AUD/USD Weekly Report
AUD/USD's fall from 0.6870 resumed and accelerated to as low as 0.6524 last week, then recovered. Initial bias remains neutral at this week for consolidations. But further decline is expected as long as 0.6639 support turned resistance holds. Firm break of 0.6524 support will argue that whole rebound from 0.6269 has completed, and bring deeper fall to this support.
In the bigger picture, price actions from 0.6169 (2022 low) are seen as a medium term corrective pattern to the down trend from 0.8006 (2021 high). Sideway trading could continue in range of 0.6169/7156 for some more time. But as long as 0.7156 holds, an eventual downside breakout would be mildly in favor.
In the long term picture, the down trend from 1.1079 (2011 high) should have completed at 0.5506 (2020 low) already.

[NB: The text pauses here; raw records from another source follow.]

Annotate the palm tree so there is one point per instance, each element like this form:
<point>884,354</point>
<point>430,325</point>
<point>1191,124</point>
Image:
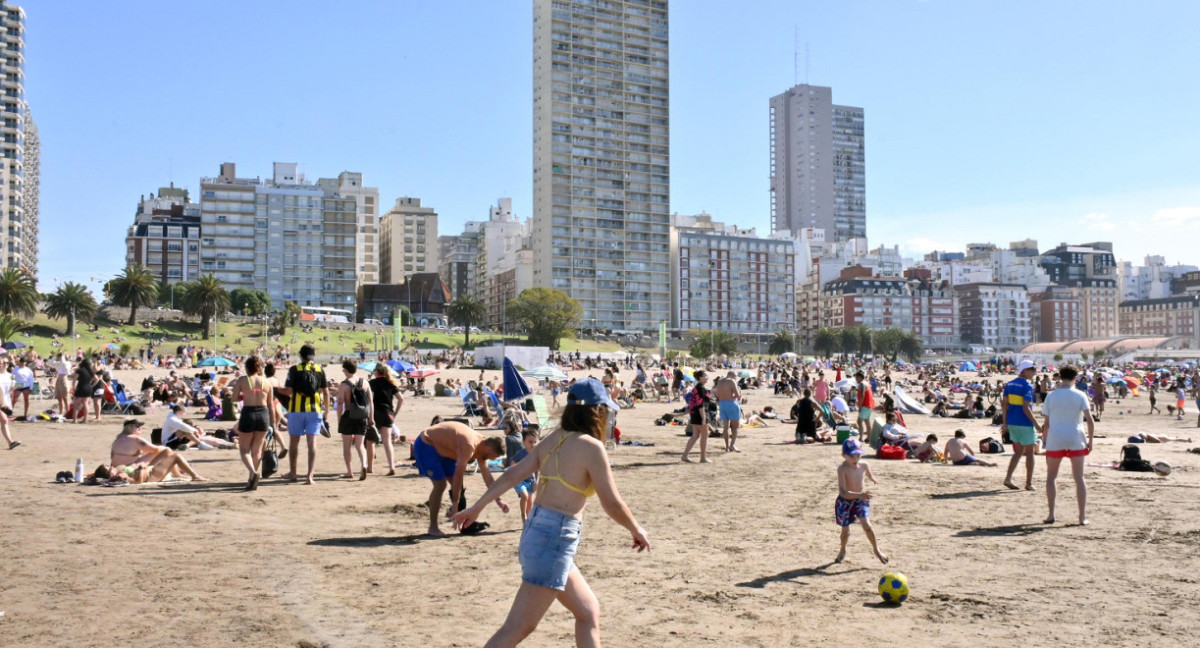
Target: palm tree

It's unsure yet whether price actions from 0.5506 are developing into a corrective pattern, or trend reversal. But in either case, fall from 0.8006 is seen the second leg of the pattern. Hence, in case of deeper decline, downside strong support should emerge above 0.5506 to bring reversal.
USD/CAD Weekly Outlook
USD/CAD rebounded further to 1.3540 last week, but retreated since then. Initial bias remains neutral this week for some consolidations first. Current development suggests that fall from 1.3897 has already completed. Further rally is expected as long as 1.3342 minor support holds. Above 1.3540 will target 1.3617 cluster resistance (61.8% retracement of 1.3897 to 1.3176 at 1.3622). Decisive break there will pave the way to 1.3897/3976 key resistance zone.
In the bigger picture, price actions from 1.3976 (2022 high) are viewed as a corrective pattern only. In case of another fall, strong support should emerge above 1.2947 resistance turned support to bring rebound. Overall, larger up trend from 1.2005 (2021 low) is still expected to resume through 1.3976 at a later stage.
In the longer term picture, price actions from 1.4689 (2016 high) are seen as a consolidation pattern, which might have completed at 1.2005. That is, up trend from 0.9506 (2007 low) is expected to resume at a later stage. This will remain the favored case as long as 1.2947 resistance turned support holds.